Beth's lip trembled. “I, I had to the go the bathroom,” she stammered. “I told Helena.”

Winn turned her narrow-eyed glare on me; I was standing behind her on the dock, shivering with fear.

“Did she tell you she was going to the bathroom?” Winn asked. Her voice was as icy as the muck at the bottom of the lake.

“No,” I said, shaking my head, looking between Beth and Winn. “Really, if she did, I didn't hear her.” I was telling the truth.

Winn's blue eyes locked on to mine. “This isn't a joke, Helena. Someone could die out here.”

Behind Winn, Beth's lip began to tremble. “I, I'm sorry,” she said behind watery eyes. “I thought I told her. . . .”

“Beth,” said Sarah, stern but gentle, “you know what you have to do.”

“Yeah.” Beth's voice wavered. Slowly, she dropped her towel and backed off the dock, where she sat cross-legged and dejected on the bare, prickly grass. It was our standard punishment for not taking swim check seriously.

Winn looked at me as if she was going to say something. I wondered if she wanted me on the prickly grass as well. Instead she turned and climbed, without a word, to the top of the lifeguard stand.

“Okay,” she shouted to the rest of the campers, who were watching Beth's punishment with mixed sympathy and cruel pleasure. “Show's over. If anyone else wants to go to the bathroom, ask me or Sarah.”

Winn raised the plastic whistle to her lips and blasted a long high note, and the Guppies, except for Beth, dove back into the cool water.

Chapter 11

W
e didn't exactly
need
a counselor by the lemonade table at the dance—how hard is it to pour yourself a paper cup of lemonade?—but I volunteered for the post anyway. The truth was, I wasn't sure where else to stand.

Katie Bell was dancing with her friends from Cabin Nine on the far side of the tennis courts. They'd even opened the circle to allow in a few brave Brownies. She hadn't spoken to me since our spat on her cabin steps. Maybe I'd overreacted, but somehow it still rankled, the way she'd told me about Winn and Ransome. Had I caught that glimmer of satisfaction in her eyes as she'd said it? Or was I just revising history? Either way, it didn't change that we weren't talking.

Neither were Winn and I—at all now. In what I assumed was a show of solidarity, even Sarah and Lizbeth were keeping their distance from me. If it hadn't been for Pookie's company at our Mess table—and Ransome—I don't know what I would have done. Every day I counted the hours until I could see him.

Despite the knots of dread in my stomach, I'd been out to the riflery range the past two nights. Both times Ransome had been the only one to say anything more than “hi” to me. In the corner, we'd talked quietly. Conversation poured out of us easily now. In a way, I had known Ransome forever (at least since I was nine), but not the
real
Ransome.
Him
I was just getting to know. And I wanted to know everything.

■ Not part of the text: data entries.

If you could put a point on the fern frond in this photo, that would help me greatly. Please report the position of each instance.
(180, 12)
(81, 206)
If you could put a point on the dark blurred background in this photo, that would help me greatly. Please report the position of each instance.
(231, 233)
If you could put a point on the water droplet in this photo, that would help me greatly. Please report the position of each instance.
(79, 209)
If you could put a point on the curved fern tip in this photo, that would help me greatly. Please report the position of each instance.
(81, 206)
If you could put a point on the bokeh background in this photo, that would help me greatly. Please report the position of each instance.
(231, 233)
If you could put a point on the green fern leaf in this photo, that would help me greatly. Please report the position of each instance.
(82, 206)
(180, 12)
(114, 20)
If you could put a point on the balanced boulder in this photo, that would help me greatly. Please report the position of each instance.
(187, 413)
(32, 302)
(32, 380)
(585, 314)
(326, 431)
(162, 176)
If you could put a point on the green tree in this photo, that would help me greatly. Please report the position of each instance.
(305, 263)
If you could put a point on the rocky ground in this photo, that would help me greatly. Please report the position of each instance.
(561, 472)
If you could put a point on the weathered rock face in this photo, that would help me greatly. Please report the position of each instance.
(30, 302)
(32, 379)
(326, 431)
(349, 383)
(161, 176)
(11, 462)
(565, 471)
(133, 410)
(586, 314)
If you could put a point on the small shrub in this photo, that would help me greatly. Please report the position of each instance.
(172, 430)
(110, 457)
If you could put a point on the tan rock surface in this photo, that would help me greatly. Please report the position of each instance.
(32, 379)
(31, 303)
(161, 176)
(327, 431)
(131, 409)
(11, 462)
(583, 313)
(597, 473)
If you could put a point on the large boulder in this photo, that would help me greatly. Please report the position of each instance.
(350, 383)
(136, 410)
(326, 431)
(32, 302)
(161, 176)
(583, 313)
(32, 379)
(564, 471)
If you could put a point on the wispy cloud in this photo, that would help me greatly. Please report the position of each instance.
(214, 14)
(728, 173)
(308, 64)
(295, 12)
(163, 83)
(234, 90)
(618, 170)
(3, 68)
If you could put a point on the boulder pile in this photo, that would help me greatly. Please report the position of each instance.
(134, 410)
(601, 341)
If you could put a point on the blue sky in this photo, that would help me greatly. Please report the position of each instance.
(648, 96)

Both nights, Ransome and I had waited until everyone else wandered back to the cabins and we were the only ones left. I knew the other counselors were talking about us, but I didn't care.

We'd stretched out on the musty mattresses with the stuffing coming out and buttons poking into our backs, and talked and made out until streaks of orange and pink showed in the sky.

Thinking about it even now, at the dance, made me flushed. Embarrassed, as if any bystander could read my thoughts, I over-helped an awkward Brownstone camper with glasses and too-short shorts who was fumbling with the lemonade spout.

“Thanks,” he said suspiciously, taking the cup from my hand and trundling back to his friends.

I surveyed the tennis court. Winn was on the bleachers, surrounded by the usual counselors and some Brownies, but Ransome was still nowhere to be found. I hadn't seen him at the cookout, where I'd eaten my hamburger seated cross-legged on the ground with Ruby and Melanie. Ruby had cracked me up when she asked if Melanie wanted a “pressure burger” and, when Melanie said yes, picked up her burger and squished it between her two small hands until it was as flat as a pancake. “Enjoy your pressure burger.” She'd grinned triumphantly as she deposited the squashed sandwich back on Melanie's plate.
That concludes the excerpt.